2人のハーピー達は白石さんの姿を見つけて、驚いたような表情を見せた後、涙を流しながら思わぬ再会を喜んでいた。

その姿に思わず安堵と達成感を感じる。


・・・だが、奪われたハーピーは全部で3人だったはずだ。

頭を切り替えて、感動モードから拷問モードに戻す。


「おい・・・」


だが、茶髪はオレが詰問を始める前に言い訳を始めた。


「一匹は、もう持ってない!もう渡しちまったんだ!本当だ!」

「そんな言葉を信じると思うのか?そっちの金髪の方が持ってるんじゃないのか?」


金髪は必死に否定しているが、オレは構わず金髪との箱庭の対戦を宣言する。

金髪の所有する戦力は殆どがアンデッド達だった。

アンデッドを毛嫌いする2人の魔王、リーディアとレヴェインの手によって、あっさりと勝利した後で、金髪の石碑に向かって茶髪の時と同じ宣言を叫ぶが、ハーピーは現れなかった。


「おい、どういう事だ?」

「だから言ったじゃねぇか、もう渡しちまったって!」

「そいつは誰だ」

「・・・そいつは言えねぇ」

「ふーん」


オレは茶髪との対戦を宣言した。

今度の対戦はドラゴン達だけでなく全員でだ。

結果は当然のごとくオレたちの勝利だった。

オレは勝利者の権利として、茶髪から石碑に刻まれている全てのゴーレムを奪う。

その上で、同じ質問を茶髪に向けた。


「誰に渡した?」

「い、言えねぇって!頼む!他のモンスターなら何でも渡すから勘弁してくれ!」


モンスターを交渉の道具としか考えていないかのような発言が、オレの怒りを更に煽る。オレは再び茶髪との対戦を宣言した。

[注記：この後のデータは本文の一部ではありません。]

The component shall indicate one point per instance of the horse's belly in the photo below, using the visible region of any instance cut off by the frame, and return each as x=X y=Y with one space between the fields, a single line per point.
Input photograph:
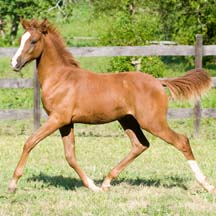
x=98 y=115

先の対戦でゴーレム達を奪ってしまったので、茶髪の陣営は当然1人だけだ。

対戦が始まると同時に背を向けて逃げ出す茶髪。

その背中に魔剣を突き立てるのに、オレは躊躇も後悔もしなかった。


再び勝利したオレは茶髪からコトワリの一つを奪った。

これは拷問だ。痛みと恐怖を与えながら、茶髪が大事にしているであろうモノを少しずつ奪うつもりだった。

だが、茶髪の心は既に折れたようだ。

観念した茶髪はハーピーを渡した相手について語り始めた。